State-space Decomposition Model for Video Prediction Considering Long-term Motion Trend
Fei Cui, Jiaojiao Fang, Xiaojiang Wu, Zelong Lai, Mengke Yang, Menghan Jia, Guizhong Liu
TL;DR
The paper tackles stochastic video prediction under non-stationary dynamics by proposing a state-space decomposition that separately models stochastic motion and deterministic appearance. A global long-term motion trend $z_1$, inferred from the full conditional sequence via a temporal transformer, guides local dynamics in the motion branch, while appearance evolves deterministically through a ViT-based encoder with a learnable token. The model employs a Gaussian prior on the initial motion $y_1$ and uses variational inference to learn posteriors for latent variables, achieving an ELBO-based objective that encourages accurate frame reconstruction and faithful latent dynamics. Empirically, the approach attains state-of-the-art or competitive results across several datasets (e.g., SMMNIST, BAIR, KTH, Human3.6M, Cityscapes, KITTI), with enhanced long-horizon coherence and clear disentanglement between motion and appearance, validating the effectiveness of incorporating global dynamics for dynamic scenes.
Abstract
Stochastic video prediction enables the consideration of uncertainty in future motion, thereby providing a better reflection of the dynamic nature of the environment. Stochastic video prediction methods based on image auto-regressive recurrent models need to feed their predictions back into the latent space. Conversely, the state-space models, which decouple frame synthesis and temporal prediction, proves to be more efficient. However, inferring long-term temporal information about motion and generalizing to dynamic scenarios under non-stationary assumptions remains an unresolved challenge. In this paper, we propose a state-space decomposition stochastic video prediction model that decomposes the overall video frame generation into deterministic appearance prediction and stochastic motion prediction.
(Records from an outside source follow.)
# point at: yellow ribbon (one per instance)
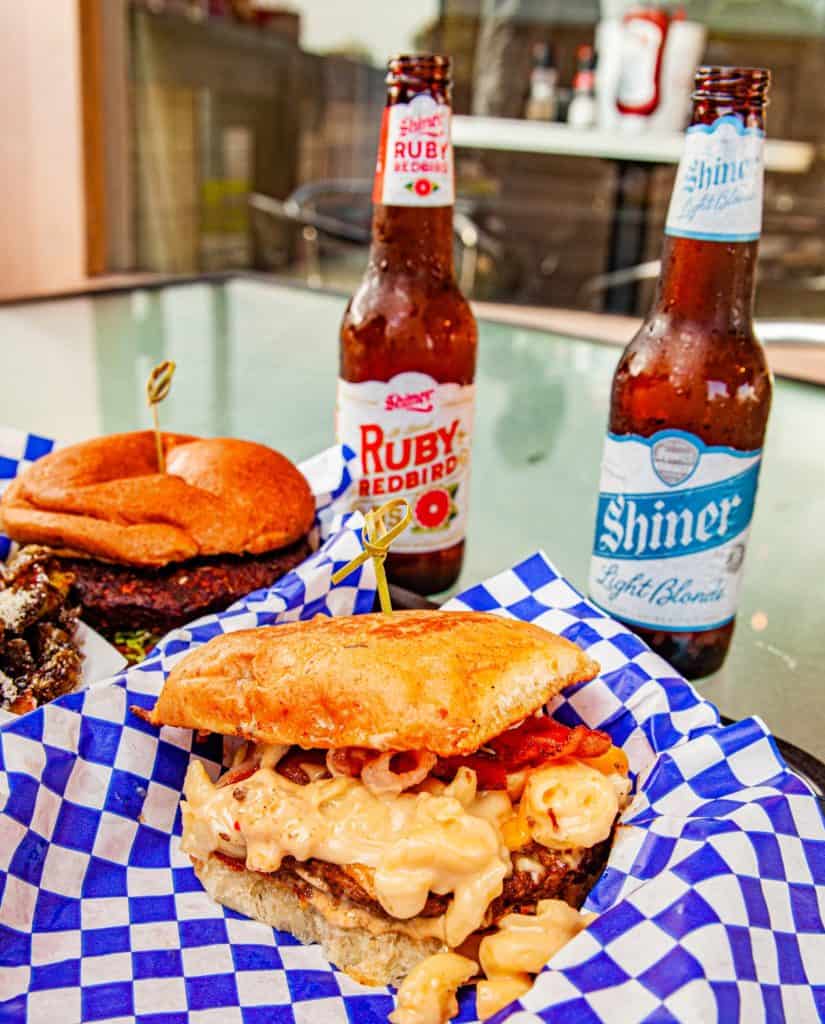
(158, 385)
(377, 541)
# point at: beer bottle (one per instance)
(691, 397)
(408, 338)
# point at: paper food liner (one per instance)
(330, 474)
(710, 907)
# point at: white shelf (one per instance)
(536, 136)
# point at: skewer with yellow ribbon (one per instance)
(377, 540)
(158, 385)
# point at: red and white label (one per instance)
(415, 155)
(413, 437)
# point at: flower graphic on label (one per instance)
(422, 186)
(432, 508)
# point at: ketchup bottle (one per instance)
(408, 338)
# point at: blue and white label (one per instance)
(719, 186)
(671, 529)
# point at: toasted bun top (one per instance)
(441, 681)
(104, 498)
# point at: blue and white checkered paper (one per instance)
(711, 906)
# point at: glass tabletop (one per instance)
(259, 360)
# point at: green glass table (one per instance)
(258, 359)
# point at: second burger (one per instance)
(150, 551)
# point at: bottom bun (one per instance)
(366, 947)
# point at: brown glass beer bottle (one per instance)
(408, 338)
(691, 397)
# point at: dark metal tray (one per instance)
(802, 763)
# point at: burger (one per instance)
(148, 551)
(397, 790)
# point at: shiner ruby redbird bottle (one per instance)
(691, 397)
(408, 339)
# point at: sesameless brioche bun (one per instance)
(441, 681)
(367, 947)
(105, 499)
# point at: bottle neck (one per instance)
(708, 282)
(413, 241)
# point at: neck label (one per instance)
(719, 186)
(670, 529)
(415, 155)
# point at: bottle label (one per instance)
(670, 529)
(413, 438)
(642, 45)
(415, 155)
(719, 186)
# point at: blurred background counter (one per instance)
(215, 135)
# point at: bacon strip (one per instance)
(539, 739)
(490, 773)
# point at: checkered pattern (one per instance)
(710, 908)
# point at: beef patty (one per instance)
(537, 873)
(117, 598)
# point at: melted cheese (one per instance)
(427, 995)
(416, 843)
(524, 942)
(569, 805)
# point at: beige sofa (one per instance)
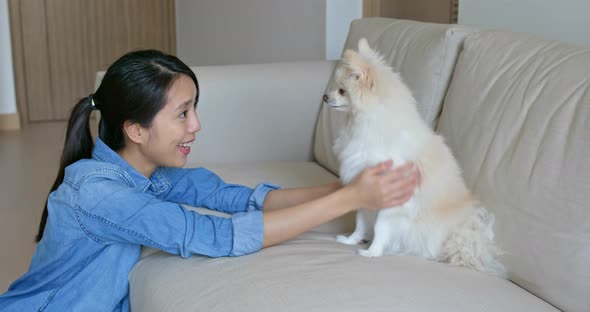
(514, 109)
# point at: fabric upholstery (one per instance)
(315, 273)
(517, 116)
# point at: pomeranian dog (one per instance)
(442, 221)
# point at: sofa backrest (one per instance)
(517, 117)
(423, 53)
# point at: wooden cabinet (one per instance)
(436, 11)
(59, 45)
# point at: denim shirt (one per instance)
(103, 213)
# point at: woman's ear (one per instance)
(134, 131)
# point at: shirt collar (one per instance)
(156, 184)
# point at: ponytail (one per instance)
(78, 145)
(133, 88)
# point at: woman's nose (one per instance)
(195, 125)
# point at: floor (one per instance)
(29, 160)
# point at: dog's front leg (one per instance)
(383, 233)
(363, 231)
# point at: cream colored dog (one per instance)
(441, 221)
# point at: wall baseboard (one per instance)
(9, 122)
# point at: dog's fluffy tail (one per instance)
(471, 244)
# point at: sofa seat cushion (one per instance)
(315, 273)
(423, 53)
(517, 117)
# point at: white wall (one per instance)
(262, 31)
(339, 14)
(7, 95)
(564, 20)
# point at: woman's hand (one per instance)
(381, 187)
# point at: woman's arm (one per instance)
(284, 198)
(374, 188)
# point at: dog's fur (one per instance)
(441, 221)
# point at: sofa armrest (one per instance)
(258, 112)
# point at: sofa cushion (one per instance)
(423, 53)
(517, 117)
(315, 273)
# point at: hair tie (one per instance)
(91, 102)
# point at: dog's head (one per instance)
(355, 77)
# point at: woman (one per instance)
(124, 191)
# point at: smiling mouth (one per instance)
(185, 148)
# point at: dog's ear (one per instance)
(366, 78)
(350, 57)
(364, 47)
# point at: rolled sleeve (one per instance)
(248, 226)
(248, 232)
(259, 194)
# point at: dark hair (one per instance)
(134, 88)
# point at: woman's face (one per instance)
(173, 129)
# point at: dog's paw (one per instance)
(368, 253)
(348, 240)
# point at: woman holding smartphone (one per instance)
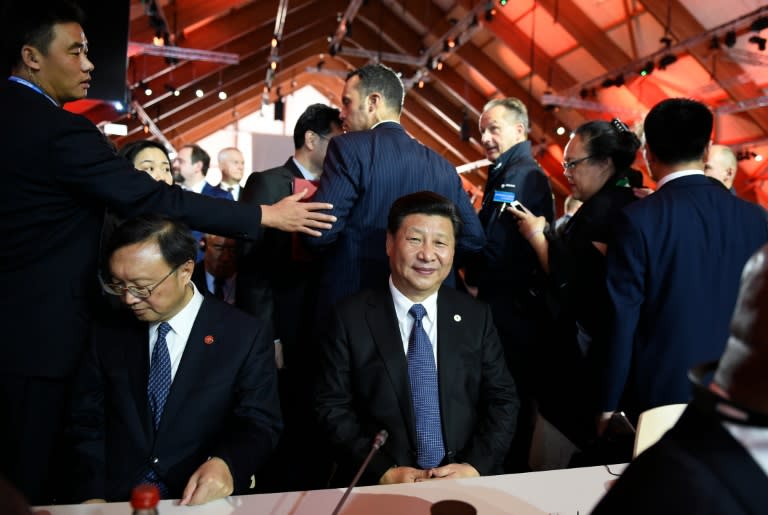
(597, 162)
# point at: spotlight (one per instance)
(666, 60)
(759, 24)
(759, 41)
(647, 69)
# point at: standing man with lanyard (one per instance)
(60, 176)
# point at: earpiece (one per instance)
(711, 403)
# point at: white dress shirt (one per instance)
(405, 321)
(181, 325)
(677, 175)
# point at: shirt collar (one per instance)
(403, 304)
(306, 173)
(676, 175)
(33, 87)
(182, 322)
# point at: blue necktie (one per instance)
(159, 383)
(425, 394)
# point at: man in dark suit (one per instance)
(277, 283)
(673, 273)
(713, 460)
(183, 393)
(57, 183)
(507, 273)
(274, 273)
(365, 170)
(418, 359)
(216, 274)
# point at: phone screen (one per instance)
(506, 197)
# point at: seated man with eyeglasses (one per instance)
(182, 393)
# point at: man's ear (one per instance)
(30, 56)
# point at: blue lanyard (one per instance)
(34, 87)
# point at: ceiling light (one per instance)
(667, 60)
(759, 41)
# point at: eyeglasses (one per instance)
(140, 292)
(568, 165)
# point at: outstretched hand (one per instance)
(292, 215)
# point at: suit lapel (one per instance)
(136, 343)
(192, 366)
(385, 332)
(448, 360)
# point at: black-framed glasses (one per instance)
(569, 165)
(140, 292)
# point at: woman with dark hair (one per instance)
(151, 157)
(597, 162)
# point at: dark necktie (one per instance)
(159, 383)
(218, 287)
(425, 393)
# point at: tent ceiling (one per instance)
(527, 49)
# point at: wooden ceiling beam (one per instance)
(684, 26)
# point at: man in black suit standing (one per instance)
(182, 393)
(277, 283)
(418, 359)
(57, 183)
(365, 171)
(713, 460)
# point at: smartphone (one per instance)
(504, 197)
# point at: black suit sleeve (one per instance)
(94, 173)
(497, 406)
(334, 405)
(87, 428)
(252, 434)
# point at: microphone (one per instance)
(378, 441)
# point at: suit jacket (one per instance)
(697, 467)
(364, 173)
(364, 386)
(223, 402)
(272, 284)
(673, 277)
(62, 175)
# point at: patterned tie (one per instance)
(218, 287)
(159, 383)
(422, 372)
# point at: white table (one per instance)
(563, 492)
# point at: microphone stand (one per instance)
(381, 438)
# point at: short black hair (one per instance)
(423, 203)
(610, 140)
(30, 22)
(173, 237)
(380, 78)
(132, 149)
(678, 130)
(199, 155)
(317, 118)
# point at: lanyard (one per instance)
(32, 86)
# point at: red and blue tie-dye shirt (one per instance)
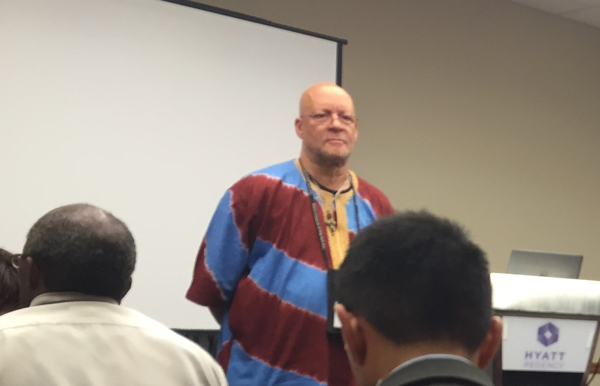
(262, 256)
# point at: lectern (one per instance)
(550, 329)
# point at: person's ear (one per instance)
(33, 276)
(298, 126)
(487, 350)
(127, 288)
(354, 336)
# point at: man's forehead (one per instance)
(327, 97)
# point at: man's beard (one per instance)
(329, 160)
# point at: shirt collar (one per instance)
(425, 357)
(61, 297)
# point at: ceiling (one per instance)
(584, 11)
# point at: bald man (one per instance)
(275, 242)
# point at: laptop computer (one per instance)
(538, 263)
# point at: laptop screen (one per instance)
(551, 264)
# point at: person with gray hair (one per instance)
(75, 269)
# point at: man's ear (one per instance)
(490, 343)
(34, 276)
(127, 288)
(354, 336)
(298, 126)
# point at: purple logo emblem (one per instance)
(548, 334)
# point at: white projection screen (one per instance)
(149, 109)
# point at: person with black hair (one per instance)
(75, 269)
(9, 283)
(414, 301)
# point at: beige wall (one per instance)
(481, 110)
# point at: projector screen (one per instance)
(151, 110)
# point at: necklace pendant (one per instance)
(331, 223)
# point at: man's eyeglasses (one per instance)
(15, 260)
(322, 118)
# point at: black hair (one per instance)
(9, 281)
(416, 277)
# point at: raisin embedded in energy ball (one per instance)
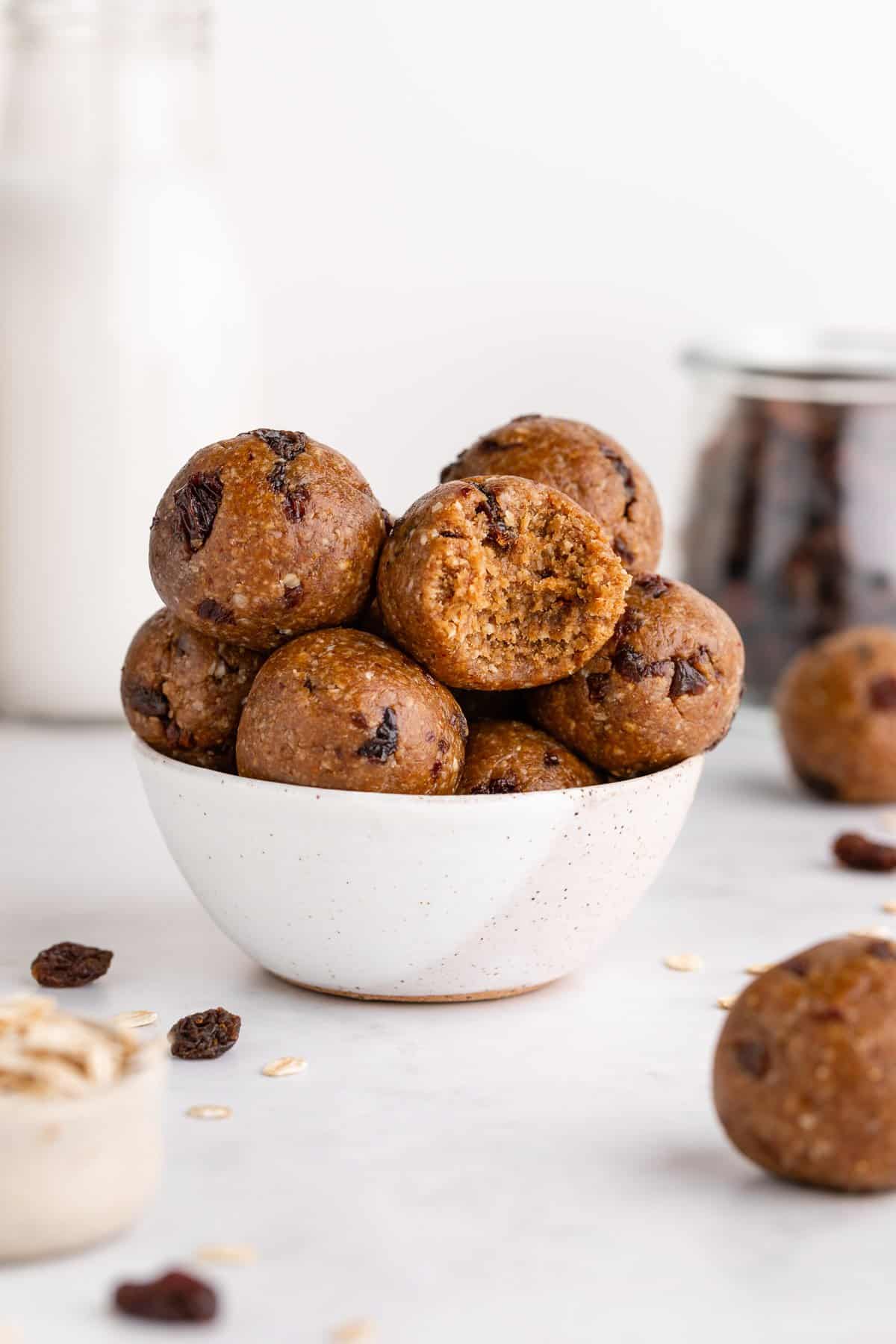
(588, 465)
(497, 584)
(665, 687)
(265, 537)
(836, 707)
(805, 1071)
(344, 710)
(505, 757)
(183, 692)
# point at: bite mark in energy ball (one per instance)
(836, 707)
(665, 687)
(507, 757)
(183, 692)
(344, 710)
(805, 1068)
(583, 463)
(497, 584)
(265, 537)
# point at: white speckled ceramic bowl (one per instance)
(423, 898)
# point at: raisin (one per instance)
(635, 667)
(146, 699)
(829, 1014)
(883, 692)
(625, 554)
(856, 851)
(652, 585)
(623, 470)
(504, 784)
(211, 611)
(282, 443)
(497, 532)
(205, 1035)
(687, 680)
(196, 507)
(753, 1057)
(597, 685)
(818, 785)
(294, 502)
(172, 1297)
(67, 965)
(385, 741)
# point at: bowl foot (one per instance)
(421, 999)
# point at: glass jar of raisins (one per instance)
(793, 512)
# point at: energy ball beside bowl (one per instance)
(507, 757)
(265, 537)
(836, 707)
(583, 463)
(805, 1070)
(183, 692)
(665, 687)
(344, 710)
(497, 584)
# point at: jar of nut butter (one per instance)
(791, 524)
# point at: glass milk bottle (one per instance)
(127, 335)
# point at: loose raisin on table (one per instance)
(857, 851)
(70, 964)
(205, 1035)
(173, 1297)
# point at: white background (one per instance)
(461, 213)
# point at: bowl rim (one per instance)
(358, 797)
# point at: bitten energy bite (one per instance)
(505, 757)
(837, 712)
(496, 584)
(265, 537)
(665, 687)
(344, 710)
(805, 1073)
(183, 691)
(588, 465)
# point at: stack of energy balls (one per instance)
(308, 640)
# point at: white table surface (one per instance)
(546, 1169)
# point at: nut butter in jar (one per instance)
(793, 512)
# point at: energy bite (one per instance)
(499, 584)
(805, 1070)
(588, 465)
(665, 685)
(836, 707)
(507, 757)
(183, 692)
(265, 537)
(344, 710)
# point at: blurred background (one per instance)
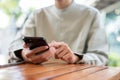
(14, 13)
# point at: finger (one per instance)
(59, 50)
(25, 45)
(61, 54)
(66, 58)
(40, 58)
(36, 50)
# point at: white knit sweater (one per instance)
(77, 25)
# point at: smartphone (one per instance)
(34, 42)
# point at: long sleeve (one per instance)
(96, 47)
(16, 46)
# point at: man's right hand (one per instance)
(30, 55)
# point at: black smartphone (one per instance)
(34, 42)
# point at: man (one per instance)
(75, 29)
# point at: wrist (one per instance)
(78, 58)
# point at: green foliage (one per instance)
(114, 59)
(9, 6)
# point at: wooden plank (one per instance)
(58, 72)
(107, 74)
(79, 74)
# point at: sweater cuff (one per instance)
(80, 56)
(18, 53)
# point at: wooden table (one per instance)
(58, 70)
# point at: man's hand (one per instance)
(64, 52)
(30, 55)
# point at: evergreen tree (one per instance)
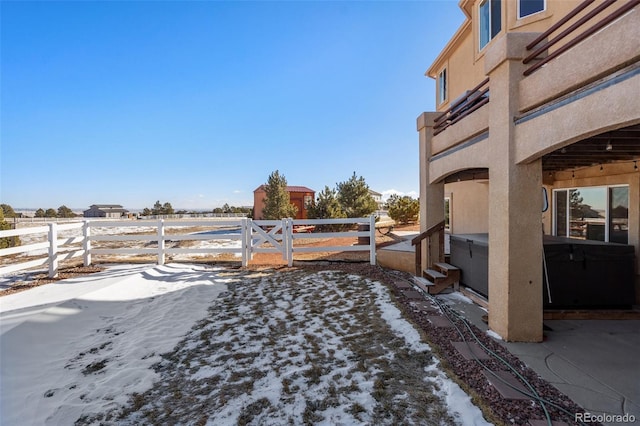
(326, 206)
(157, 208)
(354, 197)
(64, 211)
(277, 204)
(403, 209)
(7, 242)
(167, 208)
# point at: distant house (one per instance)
(114, 211)
(300, 196)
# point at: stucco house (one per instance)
(300, 196)
(114, 211)
(534, 94)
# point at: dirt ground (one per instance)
(384, 236)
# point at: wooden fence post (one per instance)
(86, 243)
(245, 241)
(287, 233)
(161, 257)
(53, 250)
(372, 239)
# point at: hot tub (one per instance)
(581, 273)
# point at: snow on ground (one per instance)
(187, 344)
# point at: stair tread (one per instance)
(434, 274)
(422, 281)
(446, 266)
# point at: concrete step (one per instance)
(445, 267)
(433, 275)
(423, 284)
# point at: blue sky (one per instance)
(195, 103)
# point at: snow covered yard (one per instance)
(186, 344)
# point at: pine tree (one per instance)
(167, 208)
(354, 197)
(64, 211)
(7, 242)
(403, 209)
(327, 207)
(277, 204)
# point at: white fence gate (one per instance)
(54, 242)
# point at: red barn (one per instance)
(300, 196)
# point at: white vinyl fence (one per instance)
(54, 243)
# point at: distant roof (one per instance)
(290, 189)
(107, 206)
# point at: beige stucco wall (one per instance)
(465, 63)
(469, 206)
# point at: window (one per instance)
(490, 17)
(308, 201)
(619, 214)
(442, 86)
(593, 213)
(529, 7)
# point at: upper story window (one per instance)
(490, 18)
(530, 7)
(442, 86)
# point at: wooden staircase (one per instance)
(439, 275)
(442, 275)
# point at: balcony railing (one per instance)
(471, 101)
(574, 33)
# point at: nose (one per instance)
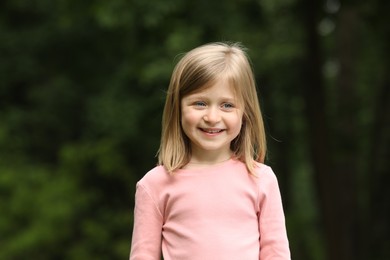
(212, 115)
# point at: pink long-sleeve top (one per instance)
(221, 212)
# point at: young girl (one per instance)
(211, 197)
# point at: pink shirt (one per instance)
(221, 212)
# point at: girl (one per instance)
(211, 197)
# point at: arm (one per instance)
(146, 240)
(273, 235)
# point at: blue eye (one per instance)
(227, 106)
(200, 104)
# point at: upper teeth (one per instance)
(213, 131)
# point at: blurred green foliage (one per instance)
(82, 90)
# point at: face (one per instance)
(211, 119)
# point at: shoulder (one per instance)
(265, 175)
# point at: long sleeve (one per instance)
(273, 236)
(148, 221)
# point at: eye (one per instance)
(199, 104)
(227, 106)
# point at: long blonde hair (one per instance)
(197, 70)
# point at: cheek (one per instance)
(188, 119)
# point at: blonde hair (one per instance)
(197, 70)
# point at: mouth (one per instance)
(212, 130)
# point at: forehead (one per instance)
(221, 87)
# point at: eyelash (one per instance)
(224, 105)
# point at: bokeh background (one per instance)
(82, 86)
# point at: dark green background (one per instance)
(82, 86)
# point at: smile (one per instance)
(211, 131)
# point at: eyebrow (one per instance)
(195, 96)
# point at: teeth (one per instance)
(213, 131)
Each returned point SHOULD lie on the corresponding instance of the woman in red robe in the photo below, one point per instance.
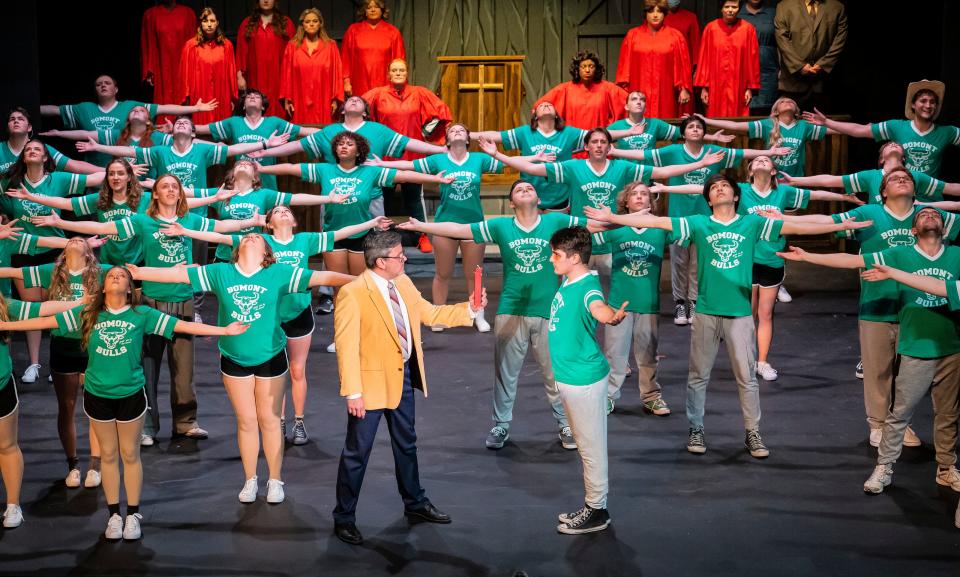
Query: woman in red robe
(261, 40)
(208, 70)
(587, 101)
(369, 46)
(654, 59)
(311, 83)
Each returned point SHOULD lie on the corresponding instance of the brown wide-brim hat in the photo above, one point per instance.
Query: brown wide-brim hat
(935, 86)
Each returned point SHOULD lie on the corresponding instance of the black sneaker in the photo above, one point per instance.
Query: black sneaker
(588, 520)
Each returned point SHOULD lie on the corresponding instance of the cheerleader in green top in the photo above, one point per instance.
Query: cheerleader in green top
(254, 365)
(112, 329)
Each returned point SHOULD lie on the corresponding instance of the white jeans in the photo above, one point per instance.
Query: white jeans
(586, 407)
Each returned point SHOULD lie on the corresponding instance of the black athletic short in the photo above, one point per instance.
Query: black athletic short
(122, 410)
(67, 356)
(300, 326)
(767, 276)
(273, 368)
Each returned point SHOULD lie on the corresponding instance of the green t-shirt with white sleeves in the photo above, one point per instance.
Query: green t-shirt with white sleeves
(725, 253)
(574, 352)
(160, 250)
(459, 200)
(239, 130)
(529, 282)
(879, 300)
(362, 184)
(530, 141)
(793, 136)
(114, 251)
(252, 299)
(923, 152)
(637, 260)
(926, 187)
(781, 198)
(928, 327)
(114, 368)
(690, 204)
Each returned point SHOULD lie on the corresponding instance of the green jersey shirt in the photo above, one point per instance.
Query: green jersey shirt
(725, 253)
(529, 282)
(459, 200)
(923, 150)
(574, 352)
(361, 183)
(562, 143)
(928, 328)
(250, 299)
(114, 369)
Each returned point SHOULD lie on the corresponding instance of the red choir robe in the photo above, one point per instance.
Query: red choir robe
(729, 65)
(312, 81)
(407, 111)
(584, 107)
(162, 36)
(208, 71)
(659, 65)
(260, 58)
(367, 52)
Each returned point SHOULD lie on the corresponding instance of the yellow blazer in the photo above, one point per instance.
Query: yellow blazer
(368, 347)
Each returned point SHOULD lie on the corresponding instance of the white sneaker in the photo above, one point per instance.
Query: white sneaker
(131, 529)
(92, 479)
(114, 530)
(13, 517)
(275, 491)
(73, 479)
(767, 372)
(783, 296)
(249, 492)
(31, 375)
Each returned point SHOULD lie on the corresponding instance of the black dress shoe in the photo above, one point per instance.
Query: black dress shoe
(348, 533)
(427, 514)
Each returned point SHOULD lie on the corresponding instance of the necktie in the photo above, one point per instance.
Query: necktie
(398, 316)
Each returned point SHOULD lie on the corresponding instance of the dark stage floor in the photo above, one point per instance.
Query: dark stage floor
(801, 512)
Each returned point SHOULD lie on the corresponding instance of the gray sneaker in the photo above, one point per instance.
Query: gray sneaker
(497, 437)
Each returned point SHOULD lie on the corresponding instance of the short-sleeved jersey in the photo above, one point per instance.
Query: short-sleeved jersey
(928, 328)
(114, 368)
(239, 130)
(574, 352)
(923, 151)
(161, 250)
(637, 260)
(653, 131)
(361, 183)
(926, 187)
(459, 200)
(529, 282)
(690, 204)
(725, 254)
(879, 300)
(781, 198)
(530, 141)
(793, 136)
(252, 299)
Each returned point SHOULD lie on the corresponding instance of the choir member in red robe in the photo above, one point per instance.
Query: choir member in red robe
(208, 70)
(729, 67)
(311, 84)
(261, 40)
(165, 29)
(654, 60)
(369, 46)
(587, 101)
Through adaptive decomposition, the model's generalization capability to dynamic scenarios is enhanced. In the context of motion prediction, obtaining a prior on the long-term trend of future motion is crucial. Thus, in the stochastic motion prediction branch, we infer the long-term motion trend from conditional frames to guide the generation of future frames that exhibit high consistency with the conditional frames. Experimental results demonstrate that our model outperforms baselines on multiple datasets.